Bandbreite der Themen ist groß

Deren Bandbreite ist groß. Beim Thema Verkehr wurde die Forderung nach einer „leistungsfähigen Nord-Ost-Umfahrung“ und der „Verlängerung der B 312 durch die sogenannte Filderauffahrt“ beschlossen. Auch der Forderung nach „Abschaffung der Umweltzone Stuttgart und die Prüfung alternativer Maßnahmen zur Feinstaubreduzierung“ stimmte die Mehrheit zu. Der Antrag „fahrscheinloser Nahverkehr im Gebiet des Verkehrsverbunds Stuttgart (VVS)“ wurde hingegen vertagt, weil die Arbeitsgruppe noch eine detaillierte Kostenrechnung vorlegen will. In etwa müsse jeder Stuttgarter – ausgenommen sozial Schwache – rund 18 Euro im Monat zahlen. Damit hätte jeder ein Ticket in der Tasche. Dann steige die Attraktivität des Nahverkehrs, weil der Tarifzonen-Dschungel wegfalle. Bei diesem Antrag rechnet Eitzenberger auf der „nächsten Mitgliederversammlung mit einer großen Mehrheit“.

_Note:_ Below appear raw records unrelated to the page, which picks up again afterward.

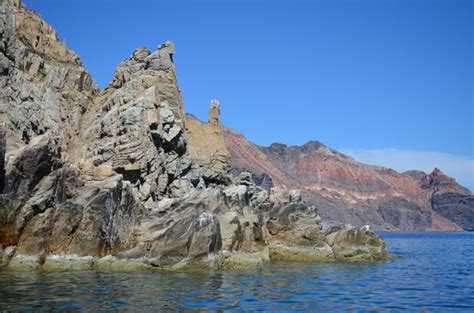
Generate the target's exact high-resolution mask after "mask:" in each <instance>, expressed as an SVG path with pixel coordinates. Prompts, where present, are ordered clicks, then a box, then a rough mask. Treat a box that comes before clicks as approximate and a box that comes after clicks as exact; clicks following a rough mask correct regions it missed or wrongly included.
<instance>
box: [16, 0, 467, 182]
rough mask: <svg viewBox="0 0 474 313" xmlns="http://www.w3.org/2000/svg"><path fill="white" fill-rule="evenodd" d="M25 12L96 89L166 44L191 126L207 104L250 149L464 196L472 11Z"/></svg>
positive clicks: (53, 9)
mask: <svg viewBox="0 0 474 313" xmlns="http://www.w3.org/2000/svg"><path fill="white" fill-rule="evenodd" d="M25 2H26V3H27V5H28V6H29V8H31V9H34V10H36V11H38V12H39V13H40V15H41V16H42V17H43V18H45V19H46V21H47V22H49V23H50V24H52V25H53V26H54V27H55V28H56V30H57V31H58V33H59V35H60V37H61V38H62V39H64V40H65V41H66V44H67V46H68V47H70V48H72V49H73V50H75V51H76V52H77V53H78V54H79V55H80V57H81V59H82V61H83V63H84V64H85V66H86V67H87V68H88V69H89V71H90V72H91V74H92V76H93V77H94V79H95V80H96V81H97V83H98V84H99V85H100V86H101V87H104V86H105V85H106V84H107V83H108V81H110V80H111V78H112V76H113V72H114V69H115V67H116V66H117V64H118V63H120V61H121V60H123V59H125V58H127V57H128V56H129V55H130V54H131V52H132V51H133V50H134V49H135V48H137V47H139V46H143V45H144V46H147V47H149V48H150V49H155V48H156V47H157V46H158V45H159V44H160V43H161V42H164V41H166V40H172V41H174V43H175V45H176V49H177V52H176V55H175V57H174V60H175V63H176V67H177V71H178V79H179V82H180V86H181V89H182V92H183V96H184V99H185V108H186V111H187V112H190V113H193V114H195V115H196V116H198V117H199V118H201V119H203V120H205V119H206V117H207V106H208V103H209V101H210V100H211V99H213V98H216V99H219V100H220V101H221V106H222V112H223V122H224V123H225V124H226V125H227V126H230V127H232V128H235V129H237V130H239V131H241V132H243V133H244V134H245V135H246V136H247V137H248V138H249V139H251V140H252V141H254V142H256V143H258V144H261V145H268V144H270V143H272V142H275V141H278V142H283V143H286V144H289V145H292V144H303V143H305V142H306V141H308V140H311V139H316V140H319V141H321V142H323V143H325V144H327V145H329V146H331V147H333V148H336V149H339V150H342V151H344V152H347V153H349V154H351V155H353V156H355V157H358V158H359V159H361V160H362V161H366V162H370V163H376V164H380V165H386V166H391V167H394V168H395V169H397V170H406V169H411V168H416V167H418V168H419V169H422V170H425V171H430V170H431V169H432V167H434V166H439V167H441V168H442V169H444V170H445V171H446V172H447V173H448V174H450V175H453V176H455V177H456V178H457V179H458V180H459V181H460V182H462V183H463V184H465V185H467V186H468V187H469V188H471V190H472V189H474V126H473V124H474V112H473V110H474V108H473V107H474V95H473V85H474V80H473V75H474V70H473V68H474V64H473V63H474V62H473V38H474V25H473V15H474V13H473V12H474V7H473V3H474V1H470V0H432V1H430V0H398V1H395V0H393V1H392V0H379V1H376V0H360V1H357V0H346V1H342V0H339V1H338V0H332V1H330V0H327V1H325V0H320V1H318V0H315V1H298V0H296V1H295V0H293V1H290V0H287V1H265V0H257V1H249V0H246V1H184V0H177V1H151V0H150V1H140V0H134V1H124V0H122V1H120V0H118V1H111V0H110V1H106V0H103V1H98V0H95V1H92V0H88V1H86V0H83V1H79V0H69V1H60V0H41V1H39V0H27V1H25ZM411 156H413V158H412V157H411ZM415 159H416V160H421V161H417V162H415ZM443 166H444V168H443Z"/></svg>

Beim Thema Stadtentwicklung fordern die Piraten eine lebendige „Bürgermetropole Stuttgart“. Als urbane Kommune müsse die Stadt ein „räumliches Miteinander von Arbeiten, Wohnen und Freizeit“ bieten. Notwendig sei der Bau von bezahlbaren Wohnungen mit einer Quote von 20 Prozent im sozialen Wohnungsbau.

Mehr Engagement verlangt die Partei auch beim Ausbau der Kindergartenbetreuung. Genügend Plätze stünden weder den bis Dreijährigen noch den Drei- bis Sechsjährigen zur Verfügung.